Uyuşmazlık maddi zararın belirlenmesi noktasında toplanmaktadır. Zararlandırıcı sigorta olayına maruz kalan sigortalının veya hak sahiplerinin maddi zararının hesabında, gerçek ücretin esas alınması koşuldur. Gerçek ücretin ise işçinin imzasının bulunduğu ücret tediye bordrolarından saptanacağı, işçinin imzasının bulunmadığı işyeri ve sigorta kayıtlarının nazara alınamayacağı, işçinin imzasının bulunduğu ücret tediye bordrolarının bulunmaması durumunda işçinin yaşı, kıdemi, mesleki durumu dikkate alınarak, emsal işi yapan işçilerin aldığı ücret gözönünde tutularak belirlenmesi gerektiği, Dairemizin giderek Yargıtay’ın yerleşmiş görüşlerindendir.
Yapılacak iş; dosyada imzalı ücret bordrolarının bulunmadığı, mobilyacı ustası olarak çalışmakta olan davacının yaşı ve kıdemi itibariyle asgari ücretle çalışmasının hayatın olağan akışına ve yaşam deneyimlerine uygun düşmeyeceği, işyeri kayıtlarının gerçeği yansıtmadığı öte yandan A. İ. Sendikası ve Mobilyacılar Esnaf Odası tarafından bildirilen emsal ücretler arasında fahiş fark bulunduğu dikkate alınarak emsal ücretlerin ayrıca TÜİK’den de araştırılarak davacının mesleki kıdemi ve yaptığı işin niteliğine göre belirlenecek ücret üzerinden hesap raporu alarak elde edilecek sonuca göre karar vermekten ibarettir.

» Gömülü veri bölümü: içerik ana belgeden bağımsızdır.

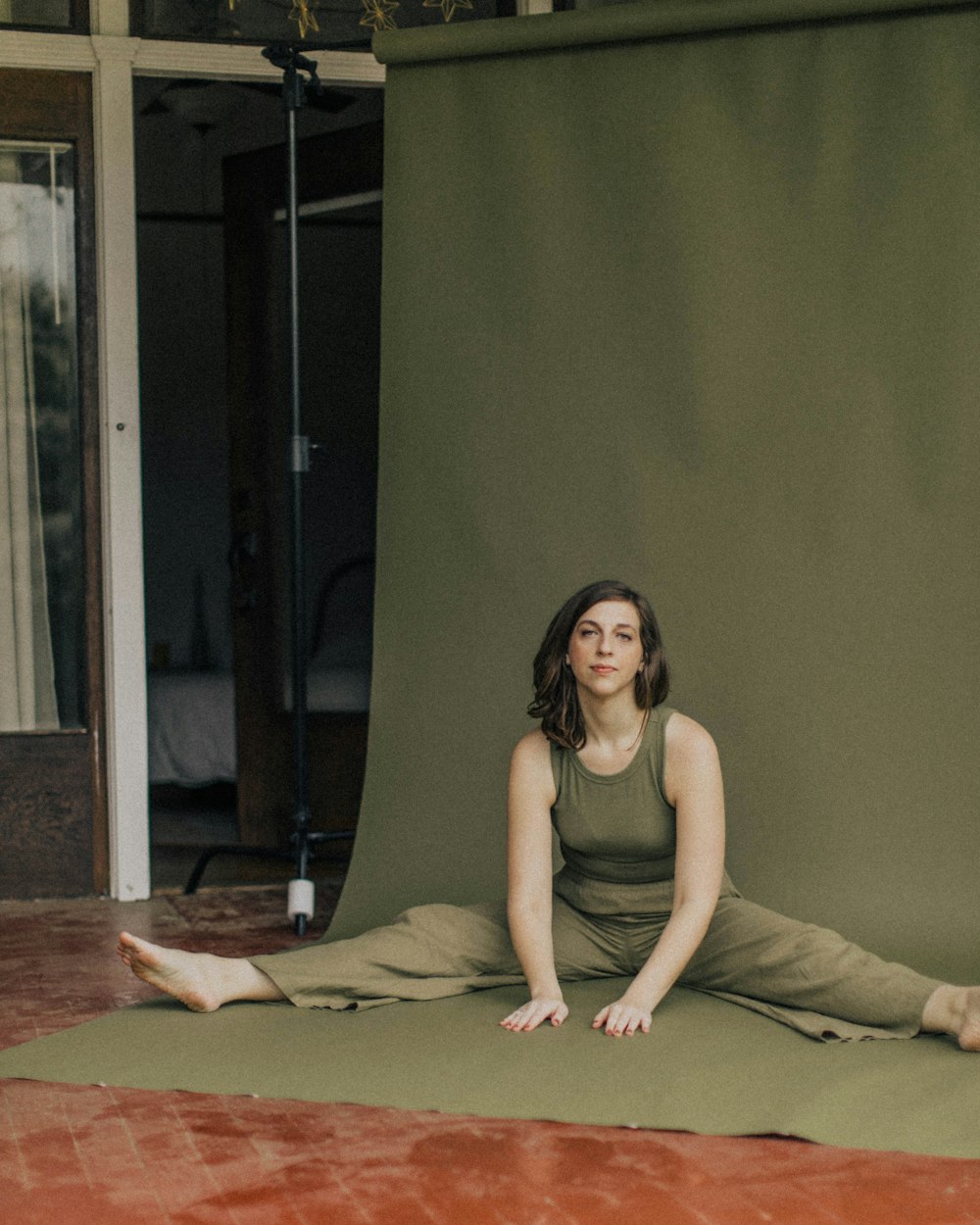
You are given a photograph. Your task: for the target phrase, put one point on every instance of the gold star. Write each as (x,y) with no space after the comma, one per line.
(447,6)
(302,14)
(377,14)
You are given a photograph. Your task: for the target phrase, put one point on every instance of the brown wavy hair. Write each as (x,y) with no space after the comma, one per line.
(555,691)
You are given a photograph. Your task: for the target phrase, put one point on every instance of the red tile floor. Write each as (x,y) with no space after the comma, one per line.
(91,1155)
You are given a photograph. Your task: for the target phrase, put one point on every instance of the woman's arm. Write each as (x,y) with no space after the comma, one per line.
(692,782)
(529,798)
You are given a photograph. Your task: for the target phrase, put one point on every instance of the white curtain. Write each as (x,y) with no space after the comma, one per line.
(27,694)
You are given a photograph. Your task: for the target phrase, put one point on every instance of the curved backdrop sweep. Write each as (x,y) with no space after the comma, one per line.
(691,295)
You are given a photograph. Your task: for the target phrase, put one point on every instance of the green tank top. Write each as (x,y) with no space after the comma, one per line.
(617,832)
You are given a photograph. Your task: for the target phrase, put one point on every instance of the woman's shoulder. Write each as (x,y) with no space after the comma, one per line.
(532,749)
(530,767)
(686,738)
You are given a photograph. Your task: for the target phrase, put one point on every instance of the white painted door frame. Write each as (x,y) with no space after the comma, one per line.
(114,59)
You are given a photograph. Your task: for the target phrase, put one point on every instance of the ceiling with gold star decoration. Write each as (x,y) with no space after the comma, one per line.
(447,6)
(303,15)
(377,14)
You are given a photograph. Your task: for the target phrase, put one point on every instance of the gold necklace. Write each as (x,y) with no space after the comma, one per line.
(642,728)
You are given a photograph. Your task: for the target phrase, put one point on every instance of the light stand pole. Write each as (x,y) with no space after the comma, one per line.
(300,905)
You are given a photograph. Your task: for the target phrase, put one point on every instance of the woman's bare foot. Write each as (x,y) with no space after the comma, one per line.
(969,1033)
(202,981)
(955,1010)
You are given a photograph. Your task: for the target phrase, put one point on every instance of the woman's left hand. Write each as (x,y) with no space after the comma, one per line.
(621,1018)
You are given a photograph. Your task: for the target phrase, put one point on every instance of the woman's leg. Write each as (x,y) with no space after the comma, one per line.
(202,981)
(754,952)
(426,954)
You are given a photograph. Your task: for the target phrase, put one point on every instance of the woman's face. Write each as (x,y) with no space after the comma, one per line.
(606,651)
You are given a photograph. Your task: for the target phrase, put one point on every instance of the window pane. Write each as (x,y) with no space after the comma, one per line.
(42,542)
(318,20)
(52,14)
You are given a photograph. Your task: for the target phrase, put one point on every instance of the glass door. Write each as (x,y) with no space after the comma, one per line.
(53,812)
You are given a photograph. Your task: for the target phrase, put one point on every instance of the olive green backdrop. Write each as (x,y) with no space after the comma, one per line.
(700,310)
(697,309)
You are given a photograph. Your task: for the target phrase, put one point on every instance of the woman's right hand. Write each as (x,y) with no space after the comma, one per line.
(530,1014)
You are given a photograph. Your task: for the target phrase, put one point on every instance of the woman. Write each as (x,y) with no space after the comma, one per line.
(633,790)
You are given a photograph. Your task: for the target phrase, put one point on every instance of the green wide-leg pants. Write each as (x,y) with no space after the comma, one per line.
(797,973)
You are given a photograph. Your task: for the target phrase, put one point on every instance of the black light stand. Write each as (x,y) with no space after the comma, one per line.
(300,905)
(300,900)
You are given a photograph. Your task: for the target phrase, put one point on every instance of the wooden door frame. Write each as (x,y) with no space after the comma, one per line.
(70,854)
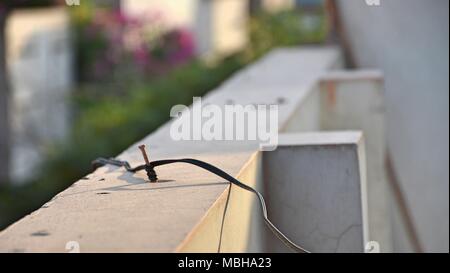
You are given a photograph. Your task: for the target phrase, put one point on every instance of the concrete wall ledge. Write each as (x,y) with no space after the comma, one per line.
(114,211)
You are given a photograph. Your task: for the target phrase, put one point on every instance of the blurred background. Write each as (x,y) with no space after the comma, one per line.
(81,79)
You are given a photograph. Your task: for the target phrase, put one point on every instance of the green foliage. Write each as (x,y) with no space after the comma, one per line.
(105,124)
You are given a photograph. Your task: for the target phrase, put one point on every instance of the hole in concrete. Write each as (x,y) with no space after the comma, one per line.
(281,100)
(40,233)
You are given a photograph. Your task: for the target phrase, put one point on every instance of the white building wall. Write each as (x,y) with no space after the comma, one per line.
(409,41)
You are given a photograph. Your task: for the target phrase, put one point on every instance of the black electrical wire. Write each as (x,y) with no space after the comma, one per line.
(149,168)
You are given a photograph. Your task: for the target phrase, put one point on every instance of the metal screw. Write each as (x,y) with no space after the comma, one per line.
(144,154)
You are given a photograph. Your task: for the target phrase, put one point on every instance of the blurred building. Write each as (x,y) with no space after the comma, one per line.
(39,61)
(219,26)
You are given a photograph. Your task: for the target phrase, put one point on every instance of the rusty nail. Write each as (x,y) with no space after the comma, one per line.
(144,154)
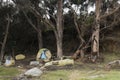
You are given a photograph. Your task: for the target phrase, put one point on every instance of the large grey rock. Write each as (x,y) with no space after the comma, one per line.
(34,72)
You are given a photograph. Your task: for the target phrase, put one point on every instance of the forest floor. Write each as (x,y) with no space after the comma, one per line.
(78,71)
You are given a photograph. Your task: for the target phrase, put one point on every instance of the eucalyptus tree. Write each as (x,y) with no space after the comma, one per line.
(103,10)
(48,12)
(6,17)
(25,6)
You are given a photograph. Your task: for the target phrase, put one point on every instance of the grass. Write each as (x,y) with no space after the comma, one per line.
(8,72)
(82,72)
(86,72)
(81,75)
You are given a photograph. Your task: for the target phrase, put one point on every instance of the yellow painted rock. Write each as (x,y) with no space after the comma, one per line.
(10,62)
(65,62)
(44,55)
(20,57)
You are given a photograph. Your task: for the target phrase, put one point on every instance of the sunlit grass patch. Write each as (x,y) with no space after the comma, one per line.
(55,75)
(6,73)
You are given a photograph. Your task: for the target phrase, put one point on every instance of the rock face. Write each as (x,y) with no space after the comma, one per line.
(34,72)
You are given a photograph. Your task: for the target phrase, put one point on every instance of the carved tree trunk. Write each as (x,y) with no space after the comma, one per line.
(96,30)
(5,38)
(39,34)
(59,35)
(37,29)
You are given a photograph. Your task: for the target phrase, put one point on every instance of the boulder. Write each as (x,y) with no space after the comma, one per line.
(34,72)
(60,62)
(20,57)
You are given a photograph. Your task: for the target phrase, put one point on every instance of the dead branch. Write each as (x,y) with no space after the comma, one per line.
(5,37)
(106,15)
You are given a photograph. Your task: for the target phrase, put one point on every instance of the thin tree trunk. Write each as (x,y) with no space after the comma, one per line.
(59,36)
(39,34)
(95,35)
(37,29)
(5,39)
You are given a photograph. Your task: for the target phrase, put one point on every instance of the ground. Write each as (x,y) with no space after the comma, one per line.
(78,71)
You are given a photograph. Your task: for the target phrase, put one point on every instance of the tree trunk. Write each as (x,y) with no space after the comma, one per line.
(37,29)
(96,30)
(59,35)
(5,39)
(39,34)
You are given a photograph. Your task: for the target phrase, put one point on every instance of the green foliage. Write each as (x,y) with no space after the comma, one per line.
(8,71)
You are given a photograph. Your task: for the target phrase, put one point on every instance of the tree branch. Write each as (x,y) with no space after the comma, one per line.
(106,15)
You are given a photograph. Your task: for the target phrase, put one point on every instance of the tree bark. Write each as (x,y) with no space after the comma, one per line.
(96,30)
(37,29)
(39,34)
(5,39)
(59,35)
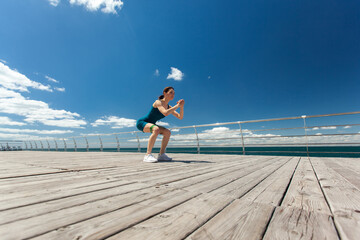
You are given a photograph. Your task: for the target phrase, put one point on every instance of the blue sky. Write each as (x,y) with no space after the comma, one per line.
(235,60)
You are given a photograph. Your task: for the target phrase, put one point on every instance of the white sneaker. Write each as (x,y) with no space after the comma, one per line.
(164,157)
(149,158)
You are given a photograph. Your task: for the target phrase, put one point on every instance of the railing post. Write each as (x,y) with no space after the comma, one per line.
(64,145)
(87,144)
(118,144)
(56,147)
(242,139)
(101,146)
(137,137)
(48,145)
(307,140)
(75,147)
(197,139)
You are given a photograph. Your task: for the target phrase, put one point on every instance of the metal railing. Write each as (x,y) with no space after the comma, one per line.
(10,145)
(242,140)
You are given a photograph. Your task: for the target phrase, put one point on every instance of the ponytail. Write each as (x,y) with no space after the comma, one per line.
(165,91)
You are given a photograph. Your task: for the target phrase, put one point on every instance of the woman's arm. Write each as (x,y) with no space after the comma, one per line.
(181,115)
(165,112)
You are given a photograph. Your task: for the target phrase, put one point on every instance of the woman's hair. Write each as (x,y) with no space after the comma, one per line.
(167,89)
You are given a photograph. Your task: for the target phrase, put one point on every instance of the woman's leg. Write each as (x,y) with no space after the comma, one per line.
(152,139)
(166,137)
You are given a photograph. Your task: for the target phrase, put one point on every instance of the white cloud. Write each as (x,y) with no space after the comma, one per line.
(8,121)
(12,79)
(328,128)
(12,130)
(162,124)
(38,111)
(175,74)
(60,89)
(114,122)
(106,6)
(12,102)
(54,2)
(157,73)
(51,79)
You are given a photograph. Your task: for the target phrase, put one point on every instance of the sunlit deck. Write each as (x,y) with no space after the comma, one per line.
(64,195)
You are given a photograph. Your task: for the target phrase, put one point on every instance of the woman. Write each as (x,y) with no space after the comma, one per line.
(159,110)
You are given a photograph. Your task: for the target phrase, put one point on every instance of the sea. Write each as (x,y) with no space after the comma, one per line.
(314,151)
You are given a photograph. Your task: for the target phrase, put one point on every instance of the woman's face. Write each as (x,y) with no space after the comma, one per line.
(170,94)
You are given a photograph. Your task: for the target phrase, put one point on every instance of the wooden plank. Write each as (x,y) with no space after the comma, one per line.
(239,220)
(242,185)
(272,189)
(35,226)
(222,181)
(102,226)
(41,208)
(45,197)
(343,198)
(177,222)
(298,223)
(304,191)
(347,169)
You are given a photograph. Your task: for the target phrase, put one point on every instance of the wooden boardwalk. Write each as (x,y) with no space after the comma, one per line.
(67,195)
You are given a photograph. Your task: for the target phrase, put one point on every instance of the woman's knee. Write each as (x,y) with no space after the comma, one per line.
(156,130)
(166,132)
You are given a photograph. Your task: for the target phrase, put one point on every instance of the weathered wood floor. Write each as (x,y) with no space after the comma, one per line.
(63,195)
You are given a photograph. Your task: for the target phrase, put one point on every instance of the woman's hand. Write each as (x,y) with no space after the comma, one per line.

Mahkemece bu maddi ve hukuki olgular dikkate alınmadan hüküm kurulması usul ve yasaya aykırı olup, bozma nedenidir.
O halde, davalıların bu yönleri amaçlayan temyiz itirazları kabul edilmeli ve hüküm bozulmalıdır.
SONUÇ:Hükmün yukarıda açıklanan nedenlerle BOZULMASINA, temyiz harcının istek halinde temyiz eden davalılara iadesine 22/04/2014 gününde oybirliğiyle karar verildi.